San Gregorio, en un pasaje que evidentemente alude a las primeras líneas del Prólogo de la Regla, dice: «Nos alejamos de Dios al aficionarnos a nosotros mismos y a las criaturas: “para volver a Él”, debemos aficionarnos a Cristo crucificado; debemos llevar la cruz con Él en el camino de la compunción, de la humildad, de la obediencia, del olvido de nosotros mismos».
[«Nuestra patria es el cielo, al cual, después de haber conocido a Jesús, se nos prohíbe volver por el mismo camino por el que hemos venido. Nos hemos apartado de nuestra patria por el orgullo, por la desobediencia, por el amor de las cosas visibles, por comer los manjares prohibidos; menester es, pues, que volvamos a ella por las lágrimas, por la obediencia, por el desprecio de las cosas visibles, por la mortificación de los apetitos carnales» (Homil. X in Evang.) Léase este pasaje en la octava de la Epifanía, como interpretación acomodaticia de la expresión «regresaron por otro camino», acerca de los Magos]. Llegaremos al triunfo de la resurrección y de la ascensión por los dolores del Calvario, por la amargura de la cruz. «¿No era conveniente que Cristo padeciese y así entrase en su gloria?» (Lc 24,26).
Terminaremos esta materia con las palabras de nuestro gran Patriarca al fin del Prólogo: «Participemos de la pasión de Cristo por la paciencia, para merecer unirnos a Él en su reino». Las mortificaciones, las privaciones no son duraderas: la vida que mantienen y defienden, en cambio, es eterna. Es verdad que acá en la tierra, donde vivimos de la fe, no vislumbramos los esplendores de esta vida: «Vuestra vida está oculta» (Col 3,3); pero brillará sin fin en la luz celestial, donde no hay tinieblas, como no habrá llanto ni dolor, porque Dios enjugará las lágrimas de sus siervos, los sentará a su mesa «y embriagará a sus elegidos con el torrente inagotable de sus puros goces» (Sal 35,9).
Entonces tendrá pleno cumplimiento el canto que la Iglesia, Esposa de Jesucristo, nos aplica el día de nuestra profesión religiosa.
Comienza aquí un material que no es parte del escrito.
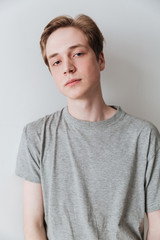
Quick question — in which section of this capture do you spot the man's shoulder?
[24,108,63,135]
[126,109,159,135]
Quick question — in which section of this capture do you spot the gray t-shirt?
[16,106,160,240]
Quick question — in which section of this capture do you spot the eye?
[74,52,83,57]
[53,61,60,66]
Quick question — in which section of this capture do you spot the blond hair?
[40,14,104,68]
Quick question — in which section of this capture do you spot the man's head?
[40,14,104,70]
[40,15,105,100]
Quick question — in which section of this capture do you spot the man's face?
[46,27,105,99]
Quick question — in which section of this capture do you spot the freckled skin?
[46,27,105,99]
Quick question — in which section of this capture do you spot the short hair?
[40,14,104,68]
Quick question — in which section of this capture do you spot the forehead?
[46,27,89,56]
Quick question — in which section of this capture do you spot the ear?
[99,52,105,71]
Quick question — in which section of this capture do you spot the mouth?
[65,79,81,86]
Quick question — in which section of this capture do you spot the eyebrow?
[48,44,88,59]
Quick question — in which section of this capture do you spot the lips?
[65,79,81,86]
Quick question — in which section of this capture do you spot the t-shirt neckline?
[63,105,125,130]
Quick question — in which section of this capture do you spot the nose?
[63,59,76,74]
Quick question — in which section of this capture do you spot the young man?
[16,15,160,240]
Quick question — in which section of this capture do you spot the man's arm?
[23,180,47,240]
[146,210,160,240]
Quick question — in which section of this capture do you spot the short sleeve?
[145,124,160,213]
[15,125,41,183]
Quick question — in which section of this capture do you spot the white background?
[0,0,160,240]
En aquella hora decisiva que consagraba la llamada divina, el abad nos mostró la Regla y el camino de renuncia por el que se va a Dios. Nosotros escogimos este camino y aceptamos trabajar la tierra de nuestra alma para hacer germinar en ella las virtudes celestiales en medio de espinas y abrojos. «Los que sembraron con dolor recogerán con alegría. Ahora cavan el surco con el sudor de su frente y riegan con lágrimas las semillas que sembraron. Día vendrá de desbordante alegría en que llevarán al Padre de familia los tesoros de su cosecha» (Sal 125,5.6).